His thoughts went back to his mother’s will and he felt a small seed of doubt sprout in his mind. Maybe things weren’t going to go to the way he expected after his mother’s death, and he wondered why he thought they would since they had never gone to plan while the old bitch was alive.
Leaving the kidskin wallet on the table, he made his way downstairs and through the garden out to the street, where he saw his Bugatti was now sporting a parking fine.
Today was proving to be the worst, he decided, when his phone rang and he saw his daughter’s name on the screen. Now it was proving to be even more hellish.
‘Celeste,’ he barked. ‘I can’t talk now.’
‘Why not?’ He could hear the pout in her voice. ‘I just want to find out about Grand-Mère’s funeral. When is it?’
Robert pulled the ticket off the windscreen and unlocked the car.
‘I don’t know, I haven’t organised it yet.’
‘Papa, she died two days ago, what do you mean you haven’t organised it?’
‘I haven’t had time, I have a company to run, not everyone lives your life,’ he said as he slid into the seat of the car, cursing his back. He needed one of those driver’s pillows he had seen in a catalogue for people with disabilities when he was last visiting his mother.
He made a mental note to get his secretary to order one, as he started the car, the sound of the engine nearly blocking out Celeste’s question.
‘What did you say?’ He wasn’t sure he heard correctly.
‘Do you want me to organise it?’ she asked again, her voice sounding small. ‘I thought it might be nice for me to do it.’
Robert paused, the phone still up to his ear, the engine thumping impatiently.
‘That would be lovely, Celeste, really, if you think you can handle such a sad affair. I need to be looking at the company and all that it entails, so your help would be so wonderful.’
His charm soothed him, and he felt the anxious grip in his chest loosen.
‘Do whatever you need and just send the invoices to Le Marche,’ he said. ‘Now I must go, darling, about to head to a meeting, message me with any details.’
And he hung up before she could speak.
What a gift, he thought happily, as he pulled out into traffic without looking, knowing he wouldn’t be hit by another driver. Who wanted to deal with the insurance on a Bugatti? He laughed as he turned up the radio to a song he didn’t know the words to until it annoyed him enough to change it to the jazz station he loved.

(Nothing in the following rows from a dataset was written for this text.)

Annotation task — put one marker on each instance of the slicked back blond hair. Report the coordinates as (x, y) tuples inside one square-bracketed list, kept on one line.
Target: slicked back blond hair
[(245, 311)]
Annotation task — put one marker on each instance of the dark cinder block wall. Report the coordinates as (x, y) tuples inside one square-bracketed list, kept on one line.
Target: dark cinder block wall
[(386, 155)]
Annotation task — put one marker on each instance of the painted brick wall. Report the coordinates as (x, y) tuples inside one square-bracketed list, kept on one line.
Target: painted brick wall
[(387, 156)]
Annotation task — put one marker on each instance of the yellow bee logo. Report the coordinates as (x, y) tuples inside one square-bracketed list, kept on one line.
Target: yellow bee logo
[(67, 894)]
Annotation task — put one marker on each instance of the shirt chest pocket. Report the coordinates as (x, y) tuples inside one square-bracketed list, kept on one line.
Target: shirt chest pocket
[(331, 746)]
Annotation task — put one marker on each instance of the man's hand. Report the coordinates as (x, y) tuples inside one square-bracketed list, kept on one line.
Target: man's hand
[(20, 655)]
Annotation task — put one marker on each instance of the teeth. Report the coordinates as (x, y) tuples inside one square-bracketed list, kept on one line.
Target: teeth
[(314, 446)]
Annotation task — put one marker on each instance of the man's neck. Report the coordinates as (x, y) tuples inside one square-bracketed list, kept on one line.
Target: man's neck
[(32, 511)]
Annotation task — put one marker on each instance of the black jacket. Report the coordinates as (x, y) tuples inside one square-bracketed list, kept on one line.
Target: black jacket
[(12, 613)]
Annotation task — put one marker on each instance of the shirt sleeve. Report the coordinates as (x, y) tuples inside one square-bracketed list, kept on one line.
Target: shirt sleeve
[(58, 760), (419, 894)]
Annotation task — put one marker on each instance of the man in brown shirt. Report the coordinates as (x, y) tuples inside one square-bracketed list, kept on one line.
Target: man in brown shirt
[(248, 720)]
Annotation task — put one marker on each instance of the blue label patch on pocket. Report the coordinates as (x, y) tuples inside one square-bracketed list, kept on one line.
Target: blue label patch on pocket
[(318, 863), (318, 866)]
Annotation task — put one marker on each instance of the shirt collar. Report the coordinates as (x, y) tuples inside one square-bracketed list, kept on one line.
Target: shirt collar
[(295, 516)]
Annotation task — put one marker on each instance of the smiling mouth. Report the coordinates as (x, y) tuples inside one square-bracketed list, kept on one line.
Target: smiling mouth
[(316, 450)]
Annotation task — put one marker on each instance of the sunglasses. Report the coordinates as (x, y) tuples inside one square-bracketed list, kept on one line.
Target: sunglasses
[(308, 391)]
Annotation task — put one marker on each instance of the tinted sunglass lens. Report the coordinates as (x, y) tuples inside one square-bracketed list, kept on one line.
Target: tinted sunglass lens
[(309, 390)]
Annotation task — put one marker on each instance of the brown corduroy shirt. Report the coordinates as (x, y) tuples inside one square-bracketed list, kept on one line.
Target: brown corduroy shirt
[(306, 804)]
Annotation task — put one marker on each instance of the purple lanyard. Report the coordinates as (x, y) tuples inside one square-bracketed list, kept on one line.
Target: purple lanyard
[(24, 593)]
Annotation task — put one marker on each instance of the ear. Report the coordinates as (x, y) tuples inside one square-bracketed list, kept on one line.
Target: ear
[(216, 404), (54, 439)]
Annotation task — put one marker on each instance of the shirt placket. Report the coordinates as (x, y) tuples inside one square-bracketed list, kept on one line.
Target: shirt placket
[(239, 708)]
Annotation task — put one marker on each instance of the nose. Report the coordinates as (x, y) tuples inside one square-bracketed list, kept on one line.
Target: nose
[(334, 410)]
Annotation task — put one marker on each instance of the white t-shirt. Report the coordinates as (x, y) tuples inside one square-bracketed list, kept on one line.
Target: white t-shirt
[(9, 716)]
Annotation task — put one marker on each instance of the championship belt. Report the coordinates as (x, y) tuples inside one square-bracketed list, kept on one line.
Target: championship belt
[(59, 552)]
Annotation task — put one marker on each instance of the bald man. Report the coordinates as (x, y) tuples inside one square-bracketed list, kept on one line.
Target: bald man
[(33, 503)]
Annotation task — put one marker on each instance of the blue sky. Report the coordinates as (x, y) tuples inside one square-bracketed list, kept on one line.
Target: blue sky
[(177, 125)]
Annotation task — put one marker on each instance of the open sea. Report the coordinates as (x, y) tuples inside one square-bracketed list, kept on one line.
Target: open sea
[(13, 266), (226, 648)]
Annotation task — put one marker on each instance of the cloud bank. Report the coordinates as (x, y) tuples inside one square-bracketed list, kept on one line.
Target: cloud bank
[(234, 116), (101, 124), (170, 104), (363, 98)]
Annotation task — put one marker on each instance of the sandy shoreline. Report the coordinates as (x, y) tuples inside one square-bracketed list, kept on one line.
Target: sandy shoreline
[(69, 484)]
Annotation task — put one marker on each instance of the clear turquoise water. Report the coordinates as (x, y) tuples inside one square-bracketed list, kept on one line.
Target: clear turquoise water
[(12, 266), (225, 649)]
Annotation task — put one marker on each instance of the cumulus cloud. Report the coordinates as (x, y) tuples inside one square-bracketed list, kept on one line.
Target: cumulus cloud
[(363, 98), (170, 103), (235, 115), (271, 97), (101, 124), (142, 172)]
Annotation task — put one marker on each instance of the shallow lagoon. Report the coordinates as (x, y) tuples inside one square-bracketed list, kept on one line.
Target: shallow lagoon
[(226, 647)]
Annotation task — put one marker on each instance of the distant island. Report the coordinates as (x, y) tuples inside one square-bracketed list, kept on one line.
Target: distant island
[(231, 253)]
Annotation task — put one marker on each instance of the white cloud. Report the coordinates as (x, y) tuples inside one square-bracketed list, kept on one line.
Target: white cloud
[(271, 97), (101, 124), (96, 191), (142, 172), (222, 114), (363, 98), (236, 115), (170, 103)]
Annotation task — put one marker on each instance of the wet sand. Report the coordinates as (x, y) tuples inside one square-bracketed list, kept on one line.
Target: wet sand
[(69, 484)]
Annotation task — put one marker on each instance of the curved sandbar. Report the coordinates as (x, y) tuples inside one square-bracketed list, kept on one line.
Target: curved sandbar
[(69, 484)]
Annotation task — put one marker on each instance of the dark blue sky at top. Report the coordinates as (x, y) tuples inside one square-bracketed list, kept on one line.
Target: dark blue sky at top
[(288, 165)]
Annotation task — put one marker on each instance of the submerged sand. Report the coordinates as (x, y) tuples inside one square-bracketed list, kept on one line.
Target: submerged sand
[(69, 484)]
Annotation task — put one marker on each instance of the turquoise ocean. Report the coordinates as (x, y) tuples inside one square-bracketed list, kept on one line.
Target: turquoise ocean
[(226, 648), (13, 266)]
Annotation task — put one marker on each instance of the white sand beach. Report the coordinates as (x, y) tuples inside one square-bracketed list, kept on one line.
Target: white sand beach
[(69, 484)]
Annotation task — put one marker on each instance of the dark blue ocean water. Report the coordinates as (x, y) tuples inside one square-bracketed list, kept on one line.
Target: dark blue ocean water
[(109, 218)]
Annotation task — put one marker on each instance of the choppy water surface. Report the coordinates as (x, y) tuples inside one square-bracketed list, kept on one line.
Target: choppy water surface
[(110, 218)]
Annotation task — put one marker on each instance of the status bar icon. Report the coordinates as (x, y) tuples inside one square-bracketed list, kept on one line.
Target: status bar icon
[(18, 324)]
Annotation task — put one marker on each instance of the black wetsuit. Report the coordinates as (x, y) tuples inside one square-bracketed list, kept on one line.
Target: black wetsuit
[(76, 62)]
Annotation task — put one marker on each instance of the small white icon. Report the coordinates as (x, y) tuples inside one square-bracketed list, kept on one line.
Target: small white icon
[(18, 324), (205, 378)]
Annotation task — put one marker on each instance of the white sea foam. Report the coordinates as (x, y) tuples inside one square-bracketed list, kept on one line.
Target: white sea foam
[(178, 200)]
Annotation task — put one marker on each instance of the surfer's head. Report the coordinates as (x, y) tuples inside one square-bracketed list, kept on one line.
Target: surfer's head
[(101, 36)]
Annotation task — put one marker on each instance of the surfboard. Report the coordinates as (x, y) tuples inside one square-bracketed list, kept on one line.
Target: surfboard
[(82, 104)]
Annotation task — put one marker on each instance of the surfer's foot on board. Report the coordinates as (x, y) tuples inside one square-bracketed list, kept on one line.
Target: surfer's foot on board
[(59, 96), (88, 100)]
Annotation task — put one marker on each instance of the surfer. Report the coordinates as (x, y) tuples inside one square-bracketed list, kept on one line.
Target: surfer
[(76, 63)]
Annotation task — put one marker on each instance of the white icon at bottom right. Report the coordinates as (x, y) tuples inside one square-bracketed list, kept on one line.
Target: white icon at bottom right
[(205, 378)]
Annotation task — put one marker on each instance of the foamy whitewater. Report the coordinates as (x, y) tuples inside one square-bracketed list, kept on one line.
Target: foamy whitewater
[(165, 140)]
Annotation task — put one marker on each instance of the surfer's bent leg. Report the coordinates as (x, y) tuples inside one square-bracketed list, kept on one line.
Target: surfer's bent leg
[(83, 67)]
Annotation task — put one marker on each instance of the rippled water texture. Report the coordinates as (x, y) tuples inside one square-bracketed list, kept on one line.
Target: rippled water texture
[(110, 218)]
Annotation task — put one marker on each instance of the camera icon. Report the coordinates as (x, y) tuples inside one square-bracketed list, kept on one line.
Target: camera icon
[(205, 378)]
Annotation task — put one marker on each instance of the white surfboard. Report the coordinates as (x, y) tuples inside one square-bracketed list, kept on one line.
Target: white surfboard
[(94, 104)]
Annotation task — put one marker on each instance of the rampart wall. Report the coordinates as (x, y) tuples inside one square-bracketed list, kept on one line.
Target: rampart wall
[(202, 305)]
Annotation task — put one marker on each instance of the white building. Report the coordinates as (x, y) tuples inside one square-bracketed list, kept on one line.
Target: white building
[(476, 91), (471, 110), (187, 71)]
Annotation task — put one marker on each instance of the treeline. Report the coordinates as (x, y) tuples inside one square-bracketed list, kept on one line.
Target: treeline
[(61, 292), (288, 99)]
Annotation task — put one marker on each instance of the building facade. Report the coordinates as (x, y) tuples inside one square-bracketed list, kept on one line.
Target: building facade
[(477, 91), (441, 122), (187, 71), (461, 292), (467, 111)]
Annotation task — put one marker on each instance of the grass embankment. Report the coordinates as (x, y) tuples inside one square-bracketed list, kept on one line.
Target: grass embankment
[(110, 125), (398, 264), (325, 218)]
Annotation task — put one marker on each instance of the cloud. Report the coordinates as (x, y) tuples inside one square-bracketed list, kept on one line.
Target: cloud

Soon John Coltrane was playing Lush Life, and Robert thought that his life was indeed very lush, and once he had Le Marche sold, then he would be the one sailing through the Greek Islands or the Mediterranean and girls like Anika would never leave him for a sheik again.
Everything was looking up, he thought. He was even feeling generous to Henri’s child. Let her have whatever it was Daphné had willed to her, what did he care now. Most likely it was one of her hideous paintings or some jewellery. He was about to get what he deserved and, even though he was fifty-eight years old, he still felt thirty. With this in mind, he dialled another girl he liked.
‘Chloe, my place, twenty minutes?’ he demanded more than asked and she responded as he thought she might and agreed to see him but for double the price.
But what did he care? He was truly rich now and, as his mother always said, the wealthier you become the more life costs you.
His ex-wife’s face came to mind and he felt himself scowl and then stopped. Matilde wasn’t worth getting more lines over, he thought, as he glanced at himself in the rear-view mirror. His blond hair had turned silver, which, he’d decided when he turned fifty, was elegant. He could have dyed his hair, like his grandfather had for years, according to Anna. What a pathetic old man, he thought, thinking of Giles Le Marche.